New hope for Krabbe disease sufferers

By all expectations, it shouldn't have worked as well as it did. A combination of bone marrow transplantation and gene therapy greatly lengthened the lives of laboratory mice doomed by a rapidly progressing, fatal neurodegenerative disorder also found in people.

The Washington University School of Medicine in St. Louis researchers who made the discovery set out with low hopes for the combination therapy because on its own, each treatment was only modestly effective for the sick mice.

The mice are called Twitcher mice because the damage that happens in their nervous systems results in twitching. In people, the same genetic defect causes Krabbé disease, or globoid-cell leukodystrophy, an inherited disorder that destroys both the brain and the nerves of the body.

"We had everything we needed to test the combination treatment, so we said, 'Let's just give it a try,'" says the study's senior author, Mark Sands, Ph.D., associate professor of medicine and of genetics. "Alone, these therapies resulted in a small survival benefit, but with the combination we were seeing mice with dramatically extended life spans. Ninety-five percent of the Twitcher mice that had the combination treatment were still alive after all the other Twitcher mice had died."

The researchers gave newborn Twitcher mice injections of a gene therapy vector into the brain and infused them with bone marrow from healthy mice. Mice receiving the dual therapy lived more than twice as long (greater than 100 days), on average, as untreated mice or those given a single therapy and had improved motor skills. The research is reported in the January issue of Molecular Therapy.

Although not considered a cure at this stage, the combination therapy offers hope for treatment of diseases like Krabbé, which are termed lysosomal storage diseases. These disorders include Niemann-Pick and Tay-Sachs diseases and affect 1 in 5,000 children born each year.

"This may become the paradigm for the treatment of lysosomal storage diseases that have a profound effect on the central nervous system," Sands says.

About 45 lysosomal storage diseases are known, each caused by a genetic defect that knocks out an enzyme needed for normal function of lysosomes, cellular organelles that digest proteins, fats, carbohydrates and nucleic acids. When a lysosomal enzyme is missing, the material it normally breaks down builds up to harmful levels inside cells. The enzyme missing in Twitcher mice and Krabbé sufferers is responsible for getting rid of a particular kind of fat common in nerve cells.

"Lysosomal storage diseases are some of the most devastating diseases around," Sands says. "Children appear normal at birth, but slowly deteriorate. Between 5 and 10 years old they are often deaf, blind, mentally retarded and confined to wheelchairs, and the disease just marches on. The infantile form of Krabbé disease is usually fatal by age 2."

Sands and his colleagues previously showed they could increase enzyme levels in the brains of Twitcher mice to as much as 25 times normal levels by injecting directly into the brain viral vectors that held the gene for the missing enzyme.

This procedure is a form of gene therapy, a technique for correcting defective genes responsible for disease development. A similar injection procedure is currently being used in a Phase I clinical trial at Cornell University as a treatment for children with late infantile Batten disease, another lysosomal storage disease. Unfortunately, gene therapy alone didn't fully correct the disease in Twitcher mice in Sands' early experiments, and it only slightly increased their lifespan. On the other hand, decades of prior research with Twitcher mice had shown that under extreme treatment conditions bone marrow transplantation could extend the lives of these mice to an average of about 80 days (untreated Twitcher mice live to approximately 38 days).

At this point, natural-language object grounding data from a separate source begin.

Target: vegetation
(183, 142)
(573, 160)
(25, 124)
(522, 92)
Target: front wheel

"Lysosomal enzymes are located inside the cell, and at first glance, there's no reason to think that transplanting normal bone marrow would do anything at all," Sands says. "But it turns out that lysosomal enzymes can escape from cells and get incorporated into other cells. When bone marrow is given, the marrow cells circulate to every organ and tissue in the body, sharing their lysosomal enzymes."

However, this mechanism is relatively inefficient in the brain. Transplanted bone marrow cells have a hard time getting across the blood-brain barrier, and not much enzyme was delivered to brain cells by this treatment. So why was the treatment working for the Twitcher mice?

"We went back to the drawing board and asked what are each of these approaches doing?" Sands says.

The researchers could see that gene therapy was getting functional genes to brain cells, but they began to suspect that bone marrow transplantation was working in an entirely different way -- it was reducing inflammation in the brain by a mechanism that hasn't yet been clearly defined.

"We hypothesized that if we could supply high levels of enzyme to the brain with gene therapy and at the same time decrease inflammation in the brain with bone marrow transplantation, we might have an effect," Sands says. "However, we never imagined that the two approaches would synergize to the degree we saw."

Inflammation in the brain in Krabbé disorder is an important factor in neural damage. Sands believes reducing inflammation allowed the gene therapy to be much more effective in the brain, even in areas far from the injection site that received low doses of the gene.

"Nothing we used here hasn't already been used for other disorders," Sands says. "We are going to work on optimizing the therapy in the lab, and I think the combination approach could potentially be in the clinic in a few years."